We are using machine learning to determine more accurate flood severity thresholds along U.S. coastlines, particularly in places where tide gauge data is sparse, which will inform coastal flooding adaptation and mitigation planning.
Why We Care
Exposure to coastal flooding is increasing due to sea level rise, population growth, and increasing land intensification in low-lying coastal regions. For effective flood mitigation, monitoring systems that help planners and managers understand flooding patterns over space and time are crucial. NOAA’s National Weather Service (NWS) has established minor, moderate and major flood height severity thresholds for dozens of tide gauges along the U.S. coastline, which help inform coastal planning.

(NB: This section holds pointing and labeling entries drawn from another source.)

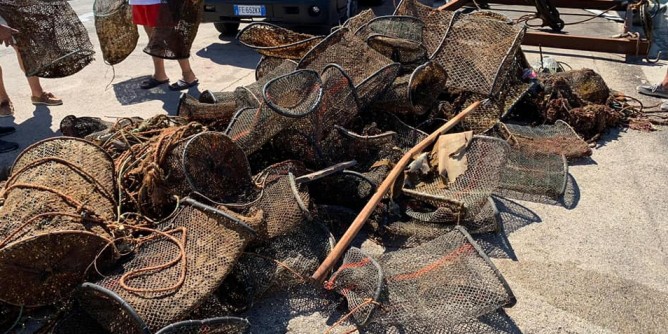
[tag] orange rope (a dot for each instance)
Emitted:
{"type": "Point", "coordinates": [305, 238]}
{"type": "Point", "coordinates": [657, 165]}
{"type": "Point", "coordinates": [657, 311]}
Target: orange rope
{"type": "Point", "coordinates": [181, 257]}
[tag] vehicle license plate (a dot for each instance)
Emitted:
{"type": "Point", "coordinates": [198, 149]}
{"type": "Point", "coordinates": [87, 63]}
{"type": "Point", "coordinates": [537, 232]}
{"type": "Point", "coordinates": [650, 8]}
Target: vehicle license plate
{"type": "Point", "coordinates": [243, 10]}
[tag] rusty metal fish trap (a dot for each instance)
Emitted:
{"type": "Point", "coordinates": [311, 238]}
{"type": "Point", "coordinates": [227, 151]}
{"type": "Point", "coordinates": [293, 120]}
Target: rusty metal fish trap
{"type": "Point", "coordinates": [559, 139]}
{"type": "Point", "coordinates": [437, 23]}
{"type": "Point", "coordinates": [477, 53]}
{"type": "Point", "coordinates": [176, 29]}
{"type": "Point", "coordinates": [115, 29]}
{"type": "Point", "coordinates": [219, 107]}
{"type": "Point", "coordinates": [57, 203]}
{"type": "Point", "coordinates": [287, 99]}
{"type": "Point", "coordinates": [371, 72]}
{"type": "Point", "coordinates": [273, 41]}
{"type": "Point", "coordinates": [469, 193]}
{"type": "Point", "coordinates": [171, 271]}
{"type": "Point", "coordinates": [53, 43]}
{"type": "Point", "coordinates": [436, 285]}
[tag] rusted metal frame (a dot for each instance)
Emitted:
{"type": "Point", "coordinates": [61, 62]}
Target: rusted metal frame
{"type": "Point", "coordinates": [629, 46]}
{"type": "Point", "coordinates": [588, 4]}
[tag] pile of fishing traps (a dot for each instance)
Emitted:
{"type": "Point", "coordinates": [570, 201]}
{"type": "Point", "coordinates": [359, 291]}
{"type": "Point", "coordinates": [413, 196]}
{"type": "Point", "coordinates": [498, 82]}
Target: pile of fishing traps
{"type": "Point", "coordinates": [215, 219]}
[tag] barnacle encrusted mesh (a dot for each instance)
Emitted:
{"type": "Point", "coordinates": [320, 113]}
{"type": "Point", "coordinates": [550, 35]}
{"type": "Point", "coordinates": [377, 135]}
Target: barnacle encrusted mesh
{"type": "Point", "coordinates": [288, 100]}
{"type": "Point", "coordinates": [172, 270]}
{"type": "Point", "coordinates": [446, 281]}
{"type": "Point", "coordinates": [251, 96]}
{"type": "Point", "coordinates": [533, 175]}
{"type": "Point", "coordinates": [274, 41]}
{"type": "Point", "coordinates": [57, 201]}
{"type": "Point", "coordinates": [559, 139]}
{"type": "Point", "coordinates": [219, 108]}
{"type": "Point", "coordinates": [115, 29]}
{"type": "Point", "coordinates": [221, 325]}
{"type": "Point", "coordinates": [178, 21]}
{"type": "Point", "coordinates": [468, 194]}
{"type": "Point", "coordinates": [350, 52]}
{"type": "Point", "coordinates": [436, 22]}
{"type": "Point", "coordinates": [477, 53]}
{"type": "Point", "coordinates": [53, 43]}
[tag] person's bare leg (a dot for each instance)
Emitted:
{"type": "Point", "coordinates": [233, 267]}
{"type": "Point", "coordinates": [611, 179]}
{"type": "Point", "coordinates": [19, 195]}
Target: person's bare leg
{"type": "Point", "coordinates": [187, 71]}
{"type": "Point", "coordinates": [158, 63]}
{"type": "Point", "coordinates": [35, 86]}
{"type": "Point", "coordinates": [3, 93]}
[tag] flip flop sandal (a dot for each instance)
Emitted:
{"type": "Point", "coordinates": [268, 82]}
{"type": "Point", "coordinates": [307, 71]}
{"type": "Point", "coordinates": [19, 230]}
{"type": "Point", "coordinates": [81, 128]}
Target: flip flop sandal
{"type": "Point", "coordinates": [152, 83]}
{"type": "Point", "coordinates": [181, 85]}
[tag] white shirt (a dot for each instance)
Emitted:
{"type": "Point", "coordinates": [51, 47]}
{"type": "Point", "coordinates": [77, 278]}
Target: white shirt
{"type": "Point", "coordinates": [145, 2]}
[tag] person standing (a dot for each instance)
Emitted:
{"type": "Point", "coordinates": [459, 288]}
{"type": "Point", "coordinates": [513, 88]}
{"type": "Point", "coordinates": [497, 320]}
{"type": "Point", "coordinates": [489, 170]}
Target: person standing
{"type": "Point", "coordinates": [147, 13]}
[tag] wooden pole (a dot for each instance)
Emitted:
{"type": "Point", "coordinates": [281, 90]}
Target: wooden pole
{"type": "Point", "coordinates": [384, 187]}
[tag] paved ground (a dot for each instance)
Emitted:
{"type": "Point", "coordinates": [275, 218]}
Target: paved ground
{"type": "Point", "coordinates": [596, 265]}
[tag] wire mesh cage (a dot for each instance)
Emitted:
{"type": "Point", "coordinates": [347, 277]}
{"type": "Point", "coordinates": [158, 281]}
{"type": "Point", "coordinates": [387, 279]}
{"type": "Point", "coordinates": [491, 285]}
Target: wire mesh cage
{"type": "Point", "coordinates": [178, 21]}
{"type": "Point", "coordinates": [470, 191]}
{"type": "Point", "coordinates": [559, 139]}
{"type": "Point", "coordinates": [436, 22]}
{"type": "Point", "coordinates": [274, 41]}
{"type": "Point", "coordinates": [477, 53]}
{"type": "Point", "coordinates": [350, 52]}
{"type": "Point", "coordinates": [219, 107]}
{"type": "Point", "coordinates": [57, 203]}
{"type": "Point", "coordinates": [115, 29]}
{"type": "Point", "coordinates": [436, 285]}
{"type": "Point", "coordinates": [53, 43]}
{"type": "Point", "coordinates": [172, 270]}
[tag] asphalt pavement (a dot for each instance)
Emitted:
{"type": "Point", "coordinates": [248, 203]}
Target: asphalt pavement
{"type": "Point", "coordinates": [596, 265]}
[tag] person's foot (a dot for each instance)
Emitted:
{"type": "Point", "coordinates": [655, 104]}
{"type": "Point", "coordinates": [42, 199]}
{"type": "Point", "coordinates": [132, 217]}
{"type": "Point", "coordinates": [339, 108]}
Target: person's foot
{"type": "Point", "coordinates": [6, 130]}
{"type": "Point", "coordinates": [181, 84]}
{"type": "Point", "coordinates": [152, 83]}
{"type": "Point", "coordinates": [6, 108]}
{"type": "Point", "coordinates": [46, 99]}
{"type": "Point", "coordinates": [656, 90]}
{"type": "Point", "coordinates": [7, 146]}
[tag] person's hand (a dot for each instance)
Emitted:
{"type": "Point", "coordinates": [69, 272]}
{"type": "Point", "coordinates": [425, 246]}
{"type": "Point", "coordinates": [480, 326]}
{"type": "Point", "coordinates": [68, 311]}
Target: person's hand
{"type": "Point", "coordinates": [6, 35]}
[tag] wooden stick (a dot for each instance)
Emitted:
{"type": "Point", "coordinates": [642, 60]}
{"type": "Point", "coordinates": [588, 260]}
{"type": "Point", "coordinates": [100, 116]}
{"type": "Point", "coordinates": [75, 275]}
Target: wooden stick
{"type": "Point", "coordinates": [384, 187]}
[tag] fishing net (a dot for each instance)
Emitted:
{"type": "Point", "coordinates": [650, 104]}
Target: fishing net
{"type": "Point", "coordinates": [222, 325]}
{"type": "Point", "coordinates": [57, 202]}
{"type": "Point", "coordinates": [178, 21]}
{"type": "Point", "coordinates": [217, 107]}
{"type": "Point", "coordinates": [266, 66]}
{"type": "Point", "coordinates": [361, 19]}
{"type": "Point", "coordinates": [172, 166]}
{"type": "Point", "coordinates": [251, 96]}
{"type": "Point", "coordinates": [477, 53]}
{"type": "Point", "coordinates": [171, 271]}
{"type": "Point", "coordinates": [559, 139]}
{"type": "Point", "coordinates": [273, 41]}
{"type": "Point", "coordinates": [287, 100]}
{"type": "Point", "coordinates": [436, 285]}
{"type": "Point", "coordinates": [533, 175]}
{"type": "Point", "coordinates": [352, 54]}
{"type": "Point", "coordinates": [115, 29]}
{"type": "Point", "coordinates": [437, 23]}
{"type": "Point", "coordinates": [53, 43]}
{"type": "Point", "coordinates": [470, 191]}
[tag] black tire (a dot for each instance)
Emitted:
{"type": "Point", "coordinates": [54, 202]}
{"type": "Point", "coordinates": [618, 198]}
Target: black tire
{"type": "Point", "coordinates": [227, 28]}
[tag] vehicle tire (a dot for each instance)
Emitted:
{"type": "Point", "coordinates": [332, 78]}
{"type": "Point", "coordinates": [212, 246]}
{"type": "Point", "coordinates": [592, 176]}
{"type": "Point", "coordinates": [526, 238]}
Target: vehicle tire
{"type": "Point", "coordinates": [227, 28]}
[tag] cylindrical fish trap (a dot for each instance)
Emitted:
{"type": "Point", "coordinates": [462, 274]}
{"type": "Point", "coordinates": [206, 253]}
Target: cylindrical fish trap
{"type": "Point", "coordinates": [57, 203]}
{"type": "Point", "coordinates": [115, 29]}
{"type": "Point", "coordinates": [52, 41]}
{"type": "Point", "coordinates": [172, 271]}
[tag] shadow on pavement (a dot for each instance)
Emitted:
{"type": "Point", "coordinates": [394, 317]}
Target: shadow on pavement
{"type": "Point", "coordinates": [129, 92]}
{"type": "Point", "coordinates": [232, 53]}
{"type": "Point", "coordinates": [27, 133]}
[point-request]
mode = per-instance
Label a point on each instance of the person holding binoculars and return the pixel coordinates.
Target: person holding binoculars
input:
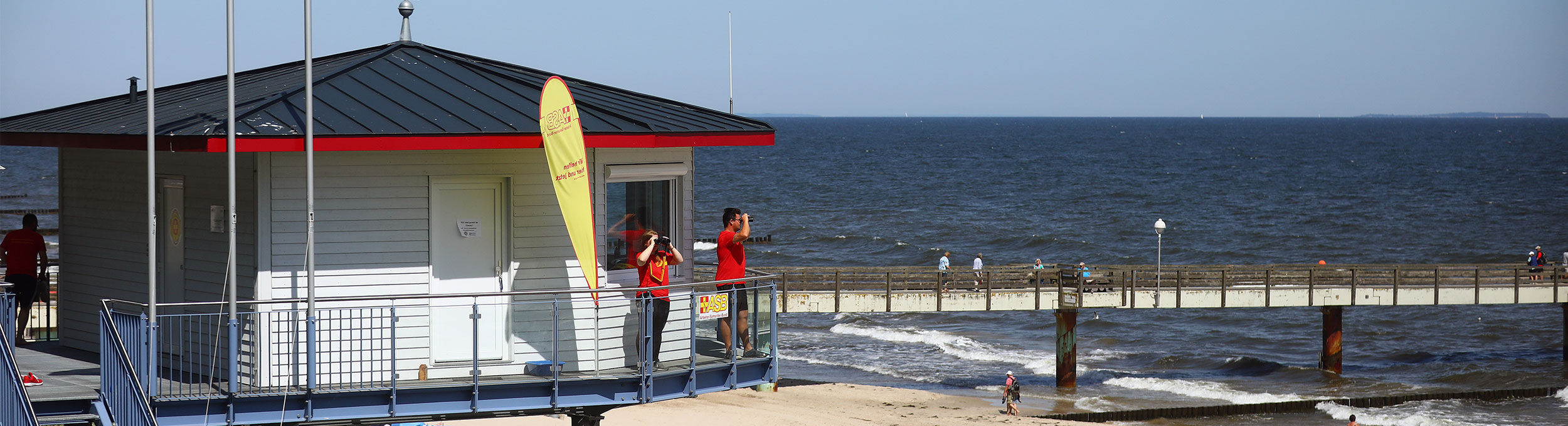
(653, 270)
(733, 265)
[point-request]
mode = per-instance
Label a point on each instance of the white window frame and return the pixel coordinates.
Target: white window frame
(675, 173)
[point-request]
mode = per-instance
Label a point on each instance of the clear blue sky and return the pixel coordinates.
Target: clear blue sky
(871, 58)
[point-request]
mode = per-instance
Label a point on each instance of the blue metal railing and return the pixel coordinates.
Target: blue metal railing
(277, 350)
(14, 409)
(123, 346)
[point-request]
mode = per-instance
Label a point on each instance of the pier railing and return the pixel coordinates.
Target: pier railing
(1175, 279)
(388, 342)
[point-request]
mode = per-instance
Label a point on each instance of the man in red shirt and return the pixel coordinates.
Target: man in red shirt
(653, 270)
(733, 265)
(26, 259)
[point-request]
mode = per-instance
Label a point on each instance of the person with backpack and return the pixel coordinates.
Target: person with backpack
(1010, 392)
(1537, 259)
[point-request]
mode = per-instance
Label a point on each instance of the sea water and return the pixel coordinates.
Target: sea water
(896, 192)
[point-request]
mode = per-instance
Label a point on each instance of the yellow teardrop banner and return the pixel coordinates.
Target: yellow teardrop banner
(568, 162)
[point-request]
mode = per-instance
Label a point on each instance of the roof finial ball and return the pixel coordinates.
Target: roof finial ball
(406, 8)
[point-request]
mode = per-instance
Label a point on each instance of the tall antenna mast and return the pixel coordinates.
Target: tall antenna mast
(731, 61)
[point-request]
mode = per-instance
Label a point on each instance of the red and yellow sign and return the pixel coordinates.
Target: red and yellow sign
(712, 306)
(568, 162)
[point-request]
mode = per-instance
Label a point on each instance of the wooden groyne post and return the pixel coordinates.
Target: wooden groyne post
(1333, 323)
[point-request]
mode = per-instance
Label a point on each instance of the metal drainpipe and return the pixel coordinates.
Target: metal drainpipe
(309, 212)
(234, 221)
(152, 229)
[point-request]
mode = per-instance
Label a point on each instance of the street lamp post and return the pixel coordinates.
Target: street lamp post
(1159, 261)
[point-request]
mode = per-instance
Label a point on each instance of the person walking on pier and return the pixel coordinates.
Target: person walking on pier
(26, 261)
(977, 271)
(733, 265)
(653, 270)
(943, 265)
(1537, 259)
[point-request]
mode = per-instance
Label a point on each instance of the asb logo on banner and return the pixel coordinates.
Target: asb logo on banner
(712, 306)
(568, 162)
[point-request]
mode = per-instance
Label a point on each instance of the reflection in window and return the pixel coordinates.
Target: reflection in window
(635, 207)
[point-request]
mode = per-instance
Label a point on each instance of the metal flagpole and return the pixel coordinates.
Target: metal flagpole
(233, 273)
(309, 202)
(152, 224)
(731, 63)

However, this data is only available for places where there are installed tide gauges, and there are many instances of the same flood severity (e.g., “minor” or “major”) resulting in very different impacts. To avoid under- or over-estimation of flooding impacts in public weather communications, particularly in locations without physical tide gauges in a close proximity, and to quantify changes in flood risk, a more consistent definition of minor, moderate, and major coastal flooding and associated impacts is needed. This requires knowledge of regional thresholds at a fine spatial resolution.
What We Are Doing
We will use a machine learning–based framework to determine nationally consistent coastal flood severity thresholds beyond unevenly distributed tide gauges. The framework will explore relationships between various physical data (e.g., local elevation profiles, water level, and local hydrometeorological variables) with archived NWS advisory/warning guidance, available damage reports, and other quantifiable impacts, to produce spatially relevant and consistent flood threshold metrics in ungauged coasts every 10 km along the East, Gulf, and West coasts of the U.S.
Benefits of Our Work
This work will provide flood severity thresholds at a relatively high spatial resolution that can inform flood adaptation strategies and help coastal communities keep track of flooding patterns and trends to achieve desired flood mitigation. Outputs can help coastal communities and policymakers plan for the future, prepare for adapting flood hazard mitigation strategies, or revise already existing strategies for mitigation or resource allocation.
The project is led by Dr. Hamed Moftakhari of the University of Alabama. The project is part of the Cooperative Institute for Research to Operations in Hydrology (CIROH).